Drafting first concept and use standard LLM tools with draft of questions / answers.

Task 2: Questions

Definition of questions on aspects that are considered markers for characteristics and personality traits in psychology.

Task 3: Answer

Repeated description of detailed answers with a description of the motives and also a justification if the perspective changed after multiple answers.

Task 4: Injection

Split the data set: enter one part in the LLM, use the second part as a reference for evaluation.

Expected Duration

2 - 4 weeks

Project status

  • Task 1: Prototype
  • Task 2: Questions
  • Task 3: Answer
  • Task 4: Injection
Status Funding Data Code Results
Ongoing Internal Not public yet Not public yet Ongoing

Results

06.06.2024: First test delivers results. Literature analysis necessary to define the questions and the exact method (RAG and alternatives). Can standardised personality tests be useful here? These three examples are mentioned in literature and might be worth considering:

  1. The Big Five Personality Traits (Five-Factor Model): This model assesses five major dimensions of personality: Openness, Conscientiousness, Extraversion, Agreeableness, and Neuroticism. Each dimension is evaluated through a series of questions aimed at self-assessment.

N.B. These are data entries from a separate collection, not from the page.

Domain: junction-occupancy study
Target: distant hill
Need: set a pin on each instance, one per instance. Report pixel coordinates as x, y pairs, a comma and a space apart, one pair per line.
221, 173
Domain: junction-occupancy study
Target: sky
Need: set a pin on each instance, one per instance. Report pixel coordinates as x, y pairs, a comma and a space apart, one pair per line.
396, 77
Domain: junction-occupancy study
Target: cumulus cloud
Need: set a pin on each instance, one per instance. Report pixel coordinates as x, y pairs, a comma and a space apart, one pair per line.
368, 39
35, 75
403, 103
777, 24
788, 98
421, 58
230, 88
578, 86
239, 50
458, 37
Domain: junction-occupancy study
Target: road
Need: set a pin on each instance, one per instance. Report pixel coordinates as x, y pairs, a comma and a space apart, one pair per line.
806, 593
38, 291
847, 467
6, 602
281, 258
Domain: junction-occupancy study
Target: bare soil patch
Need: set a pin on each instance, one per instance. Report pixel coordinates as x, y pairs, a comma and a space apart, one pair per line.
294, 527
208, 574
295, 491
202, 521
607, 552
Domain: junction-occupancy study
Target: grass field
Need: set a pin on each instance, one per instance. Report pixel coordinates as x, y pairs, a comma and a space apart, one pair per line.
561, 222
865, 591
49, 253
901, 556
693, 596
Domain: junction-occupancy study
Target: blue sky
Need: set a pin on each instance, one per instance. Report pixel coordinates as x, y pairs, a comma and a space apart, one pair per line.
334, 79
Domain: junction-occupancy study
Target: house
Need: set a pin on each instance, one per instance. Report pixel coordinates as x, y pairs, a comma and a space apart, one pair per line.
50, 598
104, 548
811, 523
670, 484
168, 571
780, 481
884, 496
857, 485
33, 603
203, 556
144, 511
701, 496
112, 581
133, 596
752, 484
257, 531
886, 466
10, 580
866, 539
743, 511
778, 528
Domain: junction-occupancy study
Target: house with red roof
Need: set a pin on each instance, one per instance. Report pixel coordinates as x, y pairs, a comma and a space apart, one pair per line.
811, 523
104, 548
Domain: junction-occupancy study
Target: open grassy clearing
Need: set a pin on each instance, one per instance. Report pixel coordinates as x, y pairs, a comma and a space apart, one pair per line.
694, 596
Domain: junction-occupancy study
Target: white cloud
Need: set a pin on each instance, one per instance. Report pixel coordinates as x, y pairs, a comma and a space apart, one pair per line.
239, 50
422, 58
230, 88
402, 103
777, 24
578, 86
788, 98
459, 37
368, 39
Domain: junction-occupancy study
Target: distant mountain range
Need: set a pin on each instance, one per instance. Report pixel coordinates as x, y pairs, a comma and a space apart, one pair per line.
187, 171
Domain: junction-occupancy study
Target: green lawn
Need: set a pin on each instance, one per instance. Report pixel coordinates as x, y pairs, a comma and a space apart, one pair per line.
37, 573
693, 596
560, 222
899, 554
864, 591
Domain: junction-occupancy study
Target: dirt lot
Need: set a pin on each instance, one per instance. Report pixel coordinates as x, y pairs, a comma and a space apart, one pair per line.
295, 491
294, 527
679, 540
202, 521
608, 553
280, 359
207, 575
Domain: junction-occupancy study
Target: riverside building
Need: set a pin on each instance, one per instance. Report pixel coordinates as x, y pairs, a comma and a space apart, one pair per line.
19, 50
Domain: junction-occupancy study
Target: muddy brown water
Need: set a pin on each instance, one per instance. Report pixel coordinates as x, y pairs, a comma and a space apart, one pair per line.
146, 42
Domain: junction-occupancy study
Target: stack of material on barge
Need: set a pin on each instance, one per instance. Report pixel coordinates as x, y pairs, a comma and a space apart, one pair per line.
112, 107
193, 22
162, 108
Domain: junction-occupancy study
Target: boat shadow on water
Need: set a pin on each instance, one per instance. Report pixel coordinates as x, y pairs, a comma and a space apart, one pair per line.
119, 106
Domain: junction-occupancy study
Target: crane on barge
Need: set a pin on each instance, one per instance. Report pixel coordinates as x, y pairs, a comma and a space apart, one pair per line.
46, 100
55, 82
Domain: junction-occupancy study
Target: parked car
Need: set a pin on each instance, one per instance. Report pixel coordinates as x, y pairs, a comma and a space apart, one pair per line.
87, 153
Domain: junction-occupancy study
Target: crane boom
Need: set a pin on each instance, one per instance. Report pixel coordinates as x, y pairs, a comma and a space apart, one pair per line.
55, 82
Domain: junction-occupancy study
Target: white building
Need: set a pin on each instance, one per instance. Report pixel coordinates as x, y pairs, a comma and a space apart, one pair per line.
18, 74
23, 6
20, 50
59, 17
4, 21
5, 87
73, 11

  2. Myers-Briggs Type Indicator (MBTI): This test categorizes individuals into 16 different personality types based on four bipolar dimensions: Introversion vs. Extraversion, Intuition vs. Sensing, Thinking vs. Feeling, and Judging vs. Perceiving. The questions are designed to determine preferences in the way individuals perceive their environment and make decisions.

  3. Minnesota Multiphasic Personality Inventory (MMPI): This comprehensive test is designed to create psychopathological profiles. It consists of a broad array of questions intended to identify a wide range of psychological disorders and personality traits. --> Quite old - still relevant?